Она кивнула. Несмотря на свой же запрет, ему страстно хотелось, чтобы она приблизилась к нему опять, коснулась его снова. Он так жаждал ее прикосновения, что едва мог дышать. Имоджен едва заметно беспомощно развела руками, как будто тоже находилась в плену сильнейших эмоций. Затем она повернулась и, стараясь не смотреть на него, пробежала через холл к двери и выскочила наружу.
Только когда она ушла, викарию пришло в голову, что она так и не спросила его, зачем он пришел в этот дом. Она вообще говорила очень мало, все главное сказал он. Ему казалось, что он сходит с ума, ибо он никак не мог поверить, что двадцать лет дисциплины могут испариться мгновенно, не оставив по себе никакого следа, как не оставляет следа в голове ленивого ребенка наспех зазубренный урок.
Дом оказался именно таким, каким его описывала стенограмма процесса. Без всяких эмоций и уж тем более без симпатии Генри отмечал особенности планировки здания: длинный коридор, соединявший входную дверь с черным ходом, у которого Пейнтер когда-то вешал свой дождевик, кухню и тесную, зажатую между двух стен лестницу. Ощутив вдруг нечто вроде паралича, священник, с трудом переставляя ноги, подошел к черному ходу и онемевшими пальцами отодвинул засов.

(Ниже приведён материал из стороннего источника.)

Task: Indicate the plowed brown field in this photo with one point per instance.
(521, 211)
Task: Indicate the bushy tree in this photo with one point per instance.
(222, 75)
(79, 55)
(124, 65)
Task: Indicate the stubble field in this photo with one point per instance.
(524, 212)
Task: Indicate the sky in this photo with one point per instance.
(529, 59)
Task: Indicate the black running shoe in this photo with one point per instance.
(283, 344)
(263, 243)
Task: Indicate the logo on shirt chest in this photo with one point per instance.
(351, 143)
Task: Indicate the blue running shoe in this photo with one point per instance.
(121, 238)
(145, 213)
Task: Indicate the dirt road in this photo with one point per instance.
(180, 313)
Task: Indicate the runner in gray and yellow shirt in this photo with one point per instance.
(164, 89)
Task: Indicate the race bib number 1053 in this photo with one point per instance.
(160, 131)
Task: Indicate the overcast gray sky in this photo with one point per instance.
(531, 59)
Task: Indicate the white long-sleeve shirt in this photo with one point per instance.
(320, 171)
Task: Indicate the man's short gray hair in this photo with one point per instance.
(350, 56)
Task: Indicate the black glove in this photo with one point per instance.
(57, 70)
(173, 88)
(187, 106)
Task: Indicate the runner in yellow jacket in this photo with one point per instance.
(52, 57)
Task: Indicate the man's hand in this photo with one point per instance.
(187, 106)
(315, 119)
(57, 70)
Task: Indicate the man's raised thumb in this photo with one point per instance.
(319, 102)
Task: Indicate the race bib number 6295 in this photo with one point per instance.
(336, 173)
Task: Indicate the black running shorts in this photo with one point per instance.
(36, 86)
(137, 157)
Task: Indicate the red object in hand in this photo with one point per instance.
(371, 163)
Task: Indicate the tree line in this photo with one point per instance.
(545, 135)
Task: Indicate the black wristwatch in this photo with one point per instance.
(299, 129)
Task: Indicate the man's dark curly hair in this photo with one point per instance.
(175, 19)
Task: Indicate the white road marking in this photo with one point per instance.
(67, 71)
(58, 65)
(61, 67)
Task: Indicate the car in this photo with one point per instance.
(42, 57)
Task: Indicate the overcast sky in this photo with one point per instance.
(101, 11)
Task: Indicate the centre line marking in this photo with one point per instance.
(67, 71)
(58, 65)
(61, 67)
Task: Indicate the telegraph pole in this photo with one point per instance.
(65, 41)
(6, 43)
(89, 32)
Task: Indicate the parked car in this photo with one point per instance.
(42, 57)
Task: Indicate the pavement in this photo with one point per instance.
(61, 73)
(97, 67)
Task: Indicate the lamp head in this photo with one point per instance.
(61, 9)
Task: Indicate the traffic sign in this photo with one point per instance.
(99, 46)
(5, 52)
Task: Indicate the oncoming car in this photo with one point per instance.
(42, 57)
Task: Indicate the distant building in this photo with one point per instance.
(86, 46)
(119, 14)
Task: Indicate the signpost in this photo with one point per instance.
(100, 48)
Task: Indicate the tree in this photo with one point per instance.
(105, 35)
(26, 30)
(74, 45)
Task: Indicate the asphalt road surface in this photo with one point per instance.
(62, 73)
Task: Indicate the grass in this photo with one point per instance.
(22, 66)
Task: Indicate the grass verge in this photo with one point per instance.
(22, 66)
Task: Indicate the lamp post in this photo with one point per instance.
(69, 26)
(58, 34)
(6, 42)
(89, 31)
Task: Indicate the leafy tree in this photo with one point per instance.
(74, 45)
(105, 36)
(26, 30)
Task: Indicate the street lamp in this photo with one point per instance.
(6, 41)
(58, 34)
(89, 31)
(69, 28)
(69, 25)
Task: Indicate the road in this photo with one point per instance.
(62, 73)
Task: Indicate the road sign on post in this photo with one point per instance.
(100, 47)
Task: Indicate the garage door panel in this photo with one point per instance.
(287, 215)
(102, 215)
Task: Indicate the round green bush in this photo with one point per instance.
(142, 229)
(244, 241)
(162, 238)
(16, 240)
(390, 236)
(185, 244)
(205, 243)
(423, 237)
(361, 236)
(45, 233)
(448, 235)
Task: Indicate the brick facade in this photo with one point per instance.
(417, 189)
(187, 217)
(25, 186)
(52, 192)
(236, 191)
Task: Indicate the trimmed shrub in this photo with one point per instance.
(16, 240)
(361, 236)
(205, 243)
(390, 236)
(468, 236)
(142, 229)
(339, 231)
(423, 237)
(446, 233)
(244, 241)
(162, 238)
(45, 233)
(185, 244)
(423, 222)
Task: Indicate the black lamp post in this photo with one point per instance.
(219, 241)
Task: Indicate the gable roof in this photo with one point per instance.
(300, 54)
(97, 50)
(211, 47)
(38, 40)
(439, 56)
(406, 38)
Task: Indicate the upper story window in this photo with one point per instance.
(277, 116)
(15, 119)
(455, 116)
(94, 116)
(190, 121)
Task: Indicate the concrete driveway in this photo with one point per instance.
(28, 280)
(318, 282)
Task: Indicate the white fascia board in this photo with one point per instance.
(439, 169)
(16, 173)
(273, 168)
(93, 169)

Тихий, заросший сорной травой сад нежился под жарким солнцем. От света и от жары у викария закружилась голова. Сначала он не мог понять, куда подевался каретный сарай, а потом вдруг сообразил, что глядит на него с тех самых пор, как распахнул дверь: то, что он принимал за огромный, трепещущий ветвями куст, на самом деле и есть не что иное, как кирпичи и известка под густым покровом виргинского горошка. Мужчина шагнул вперед, но без интереса, не испытывая ни малейшего любопытства. Он пошел к сараю потому, что надо же было что-то делать, а этот дом миллиона крошечных трепещущих листков был целью не хуже всякой другой.
Дверь была заперта на висячий замок. Арчери вздохнул с облегчением: значит, ему ничего не придется делать. Он уперся лбом в стену, и сырые прохладные листья начали щекотать его лицо. Постояв так какое-то время, Генри вернулся на подъездную аллею и вышел через лишенный калитки вход. Он не ожидал увидеть там серебристую машину. Ее и не было. Зато сразу подошел автобус.
Пастор совсем забыл, что так и не запер черный ход «Приюта Победителя».
Вернув ключи агенту, священник замешкался у витрины со снимком того дома, откуда только что вернулся. Впечатление было такое, будто он глядел на девичью фотографию женщины, которую знал старухой, и Арчери невольно подивился: уж не сделана ли она лет за тридцать до того, как дом купила сама миссис Примеро? Потом, повернувшись к витрине спиной, он медленно зашагал назад, к отелю.
В половине пятого отель «Олива и голубь» обычно будто вымирал. Но в тот день была суббота, и какая суббота! Столовая была полна однодневных туристов, а в гостиной старые постояльцы пили чай в компании вновь прибывших, церемонно беря чашки с серебряных подносов. Сердце Генри забилось чаще, стоило ему увидеть своего сына, который был занят разговором с мужчиной и женщиной. Они сидели к нему спиной, и он видел лишь ее длинные светлые волосы и его темный затылок.